Chicago Cubs – No. 5
- Second baseman / Outfielder
- Born: January 29, 2003 (age 23) Fairfax, Virginia, U.S.
- Bats: RightThrows: Right

MLB debut
- July 25, 2026, for the Chicago Cubs

MLB statistics (through August 16, 2026)
- Batting average: .125
- Home runs: 0
- Runs batted in: 0

Teams
- Chicago Cubs (2026–present);

= James Triantos =

American baseball player (born 2003)

James Douglas Triantos (born January 29, 2003) is an American professional baseball second baseman and outfielder for the Chicago Cubs of Major League Baseball (MLB).

==Amateur career==
Triantos attended and played high school baseball at James Madison High School in Vienna, Virginia. During his senior year, he hit .712 while striking out only twice and also pitched to a 1.18 ERA, leading his team to a Class 6A State Championship. Triantos reclassified from the 2022 draft class to the 2021 class.

==Professional career==
Triantos was selected in the second round of the 2021 Major League Baseball draft by the Chicago Cubs. He signed for $2.1 million, forgoing his commitment to play college baseball at the University of North Carolina. He saw limited action with the rookie-level Arizona Complex League Cubs during his first professional season, and posted a .327/.376/.594 slash line in 25 games.
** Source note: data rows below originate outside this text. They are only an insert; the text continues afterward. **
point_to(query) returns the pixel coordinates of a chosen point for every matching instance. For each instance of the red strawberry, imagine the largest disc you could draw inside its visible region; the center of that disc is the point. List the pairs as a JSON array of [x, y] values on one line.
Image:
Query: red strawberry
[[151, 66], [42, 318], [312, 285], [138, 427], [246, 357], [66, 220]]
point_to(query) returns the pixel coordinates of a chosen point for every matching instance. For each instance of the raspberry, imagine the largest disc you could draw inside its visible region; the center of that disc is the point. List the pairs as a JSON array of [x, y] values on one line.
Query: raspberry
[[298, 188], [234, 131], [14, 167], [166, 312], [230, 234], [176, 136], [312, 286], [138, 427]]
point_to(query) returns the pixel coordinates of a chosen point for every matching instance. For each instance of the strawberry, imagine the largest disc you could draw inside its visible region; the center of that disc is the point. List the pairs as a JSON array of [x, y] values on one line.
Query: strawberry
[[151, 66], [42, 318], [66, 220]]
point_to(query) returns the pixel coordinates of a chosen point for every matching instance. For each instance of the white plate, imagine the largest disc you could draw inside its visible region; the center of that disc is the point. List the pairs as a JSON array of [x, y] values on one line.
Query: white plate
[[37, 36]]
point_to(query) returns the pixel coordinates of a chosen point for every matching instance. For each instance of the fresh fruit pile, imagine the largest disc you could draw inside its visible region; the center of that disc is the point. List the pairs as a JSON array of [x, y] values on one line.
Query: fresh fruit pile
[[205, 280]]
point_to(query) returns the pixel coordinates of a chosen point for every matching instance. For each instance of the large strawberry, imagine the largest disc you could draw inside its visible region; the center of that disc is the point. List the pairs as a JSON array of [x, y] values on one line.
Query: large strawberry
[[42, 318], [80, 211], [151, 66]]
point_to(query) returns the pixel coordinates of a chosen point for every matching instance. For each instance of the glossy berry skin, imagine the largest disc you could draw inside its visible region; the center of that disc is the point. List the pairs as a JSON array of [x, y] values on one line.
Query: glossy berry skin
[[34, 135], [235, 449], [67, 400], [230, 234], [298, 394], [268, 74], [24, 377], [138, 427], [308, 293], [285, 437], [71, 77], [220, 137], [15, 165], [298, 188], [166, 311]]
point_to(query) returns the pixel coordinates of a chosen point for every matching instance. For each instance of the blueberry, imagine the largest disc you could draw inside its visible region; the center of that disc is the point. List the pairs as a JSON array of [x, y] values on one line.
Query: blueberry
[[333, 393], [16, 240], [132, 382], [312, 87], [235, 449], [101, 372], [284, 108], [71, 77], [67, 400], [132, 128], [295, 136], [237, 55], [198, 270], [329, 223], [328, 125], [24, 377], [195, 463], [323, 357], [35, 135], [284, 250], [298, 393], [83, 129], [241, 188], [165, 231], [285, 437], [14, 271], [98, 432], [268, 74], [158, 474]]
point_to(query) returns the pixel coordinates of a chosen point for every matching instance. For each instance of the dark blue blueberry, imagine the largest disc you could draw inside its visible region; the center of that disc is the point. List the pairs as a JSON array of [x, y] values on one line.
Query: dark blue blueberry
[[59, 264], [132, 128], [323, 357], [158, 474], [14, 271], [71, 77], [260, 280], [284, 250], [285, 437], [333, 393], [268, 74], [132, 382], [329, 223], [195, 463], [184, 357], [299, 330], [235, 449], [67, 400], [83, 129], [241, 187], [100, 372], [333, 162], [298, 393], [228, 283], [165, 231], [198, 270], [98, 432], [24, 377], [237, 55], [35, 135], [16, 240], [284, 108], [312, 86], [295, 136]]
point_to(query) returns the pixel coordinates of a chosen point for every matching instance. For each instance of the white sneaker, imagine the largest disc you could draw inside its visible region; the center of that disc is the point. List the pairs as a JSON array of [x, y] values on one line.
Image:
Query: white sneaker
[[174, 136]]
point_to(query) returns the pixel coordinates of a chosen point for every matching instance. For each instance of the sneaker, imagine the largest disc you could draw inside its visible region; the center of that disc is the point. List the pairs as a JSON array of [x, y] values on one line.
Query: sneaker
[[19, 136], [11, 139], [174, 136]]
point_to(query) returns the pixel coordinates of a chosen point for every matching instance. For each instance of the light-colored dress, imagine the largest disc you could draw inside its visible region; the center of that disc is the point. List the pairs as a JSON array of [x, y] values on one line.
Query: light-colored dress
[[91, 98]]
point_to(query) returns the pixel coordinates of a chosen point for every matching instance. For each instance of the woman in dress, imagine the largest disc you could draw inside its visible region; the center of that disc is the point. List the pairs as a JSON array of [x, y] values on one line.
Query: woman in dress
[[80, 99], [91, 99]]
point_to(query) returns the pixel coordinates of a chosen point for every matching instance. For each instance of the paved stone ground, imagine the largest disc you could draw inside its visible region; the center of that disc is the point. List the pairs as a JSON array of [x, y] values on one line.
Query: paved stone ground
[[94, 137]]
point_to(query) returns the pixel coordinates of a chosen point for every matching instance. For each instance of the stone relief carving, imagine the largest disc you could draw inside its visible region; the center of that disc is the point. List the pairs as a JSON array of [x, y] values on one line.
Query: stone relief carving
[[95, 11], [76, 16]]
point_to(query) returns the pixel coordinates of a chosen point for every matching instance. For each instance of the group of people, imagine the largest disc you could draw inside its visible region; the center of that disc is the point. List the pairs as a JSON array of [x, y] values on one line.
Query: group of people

In 2025, Triantos made 110 appearances for the High-A South Bend Cubs and Triple-A Iowa Cubs, batting .259/.315/.370 with seven home runs, 47 RBI, and 31 stolen bases. On November 18, 2025, the Cubs added Triantos to their 40-man roster to protect him from the Rule 5 draft.

Triantos was optioned to Triple-A Iowa to begin the 2026 season.